At last, it was Amaranthe’s time to shine. Last time around, screamer Henrik Englund missed the festivities and this time Jake E was sidelined. But the band brought in Chris Adam Hedman Sörbye (of Smash into Pieces) to fill in. This being the fifth night of the tour, it was impressive to see Chris belt out those lines with such confidence. There was a clear chemistry between him and the rest of band already (apparently Amaranthe is great at finding exceptional replacements when needed). As with the last time I caught them, Amaranthe’s live set focuses on the songs that allow them to interact with the audience as much as possible. There are the uptempo, move-around tracks like “Electroheart,” “Call Out My Name,” and “Razorblade,” sing-a-long friendly ballads like “Over and Done,” “True,” and staple “Amaranthine,” and some mid-tempo numbers like “Mechanical Illusion” and “Massive Addictive” to balance things out.

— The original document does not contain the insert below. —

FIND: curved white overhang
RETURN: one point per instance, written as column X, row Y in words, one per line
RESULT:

The way they mesh everything together is outstanding.
The band uses the tri-vocal nature of the material to their advantage and there’s never a dull moment on stage – there’s not a band that interacts with each other quite like the way Amaranthe does. Elize and Henrik have their own style of presentation but it all comes together nicely and you can tell they are just having fun on stage (not to mention Chris’ added impact). Watching/hearing Elize toss some added nuance and vocal flair to songs like “Dynamite” is a treat in and of itself. But most impressively is how they act as a team: everyone gets plenty of opportunity to shine. Outside of the vocalists and their playful interactions, guitarist Olof Mörck takes front and center during solos, Morten Løwe Sørensen gave us a killer drum solo, and bassist Johan Andreassen came out to pump up and joke with the crowd before the band’s encore (much like he did during the technical issues that caused the band to halt temporarily last time in Worcester). Amaranthe exudes massive amounts of stage energy because of this, and it’s hard not to partake in it. Another tail-end highlight was Seven Spires’ Adrienne Cowan getting on stage during the finale of “Drop Dead Cynical” to add to the vocal performance.
Catching the band at such an intimate venue was certainly a treat, and with the way that they are deservedly skyrocketing in terms of success, it doesn’t seem like it’s going to be too much longer before they are headlining much larger venues. They are an exciting and extremely entertaining band to watch, and they are primed and ready for the next level (undoubtedly when album #4 hits the streets).